History of New Orleans

New Orleans was initially settled by Woodland and Mississippian Native Americans. The governor of French Louisiana, Jean-Baptiste Le Moyne, Sieur de Bienville, founded Nouvelle-Orléans on the first crescent of high ground above the Mississippi's mouth in 1718.

De Soto (1542) and La Salle (1682) passed through, but few permanent white settlers lived there before. He moved Louisiana's capital from Biloxi in 1722. A hurricane destroyed much of the new city, which was reconstructed in the French Quarter grid the following year.



New Orleans Spanish Rule and Louisiana Purchase
France ceded Louisiana to Spain in 1762 and 1763. Spanish New Orleans traded significantly with Cuba and Mexico and adopted Spanish racial regulations that permitted free people of color for 40 years. Fires in 1788 and 1794 destroyed the city, although brick structures and a church survived.

French reclaimed Louisiana in 1803 and ceded it to the US 20 days later in the Louisiana Purchase. Colonel Andrew Jackson commanded pirates, previously enslaved African Americans, and Tennessee Volunteers to beat a British army outside New Orleans in the concluding combat of the War of 1812.

1800s 
New Orleans became America's wealthiest and third-largest metropolis in the first half of the 19th century. The Caribbean, South America, and Europe received much of the nation's produce from its port. Though its marketplaces sold thousands of slaves, its Black community prospered. French was spoken by most inhabitants until 1830.

New Orleans was the largest city in the Confederacy at the commencement of the Civil War, but Union soldiers conquered it unchallenged a year later after capturing its downriver fortifications. Race became a powerful political factor during Reconstruction when liberated slaves and free people of color were drawn into politics and then driven out by the White League and the Ku Klux Klan in the 1870s. New Orleans was a large and significant port even when railroads made Mississippi cargo less important.

20th Century
New Orleans jazz was born in clubs and dance halls around 1900, when streetcars were electrified. The city grew. New pump technology ambitiously drained the low-lying swampland between the city's riverbank crescent and Lake Pontchartrain. New levees and drainage canals allowed many inhabitants to live below sea level. However, hurricanes in 1909, 1915, 1947, and 1965 did not destroy the city.

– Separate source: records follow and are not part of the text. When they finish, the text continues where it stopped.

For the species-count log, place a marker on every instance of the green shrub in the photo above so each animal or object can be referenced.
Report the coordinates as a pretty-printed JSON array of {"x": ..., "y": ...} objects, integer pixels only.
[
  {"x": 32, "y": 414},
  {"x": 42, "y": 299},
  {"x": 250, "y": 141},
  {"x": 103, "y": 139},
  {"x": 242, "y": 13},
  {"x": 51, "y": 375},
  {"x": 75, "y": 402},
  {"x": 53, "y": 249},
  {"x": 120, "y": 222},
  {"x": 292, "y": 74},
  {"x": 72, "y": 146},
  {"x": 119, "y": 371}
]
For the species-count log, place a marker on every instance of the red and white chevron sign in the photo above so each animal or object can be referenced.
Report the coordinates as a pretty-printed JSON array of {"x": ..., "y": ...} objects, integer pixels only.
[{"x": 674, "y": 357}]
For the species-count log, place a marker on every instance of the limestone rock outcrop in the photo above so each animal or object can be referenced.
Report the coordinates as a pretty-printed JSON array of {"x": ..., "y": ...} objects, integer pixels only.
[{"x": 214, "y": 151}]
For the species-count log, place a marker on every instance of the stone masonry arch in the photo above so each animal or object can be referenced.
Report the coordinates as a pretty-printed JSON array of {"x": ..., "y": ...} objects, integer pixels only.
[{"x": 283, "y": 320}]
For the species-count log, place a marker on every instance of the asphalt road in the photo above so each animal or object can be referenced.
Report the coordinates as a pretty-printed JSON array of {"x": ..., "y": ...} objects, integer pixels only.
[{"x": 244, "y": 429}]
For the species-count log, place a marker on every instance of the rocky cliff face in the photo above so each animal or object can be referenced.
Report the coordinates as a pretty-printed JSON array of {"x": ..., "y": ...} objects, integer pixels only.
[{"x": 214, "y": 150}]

Many white citizens left the city after World War II due to suburbanization and school integration disputes, leaving an African-American and poor core. Despite these societal changes, the city attracted hundreds of thousands of tourists each year for Mardi Gras and the culture that inspired Tennessee Williams, Louis Armstrong, and Jean Galatoire.

Hurricane Katrina
Hurricane Katrina hit haphazardly evacuated New Orleans on August 29, 2005. The Category 3 hurricane's winds tore roofs off and caused a storm surge that broke four levees, flooding 80% of the city. The deluge killed hundreds and stranded thousands for days before state and federal rescuers arrived.

A year after the floods retreated, just half the city's people returned. Within five years, 80% were back. Today, the city continues to thrive as one of America's greatest cities.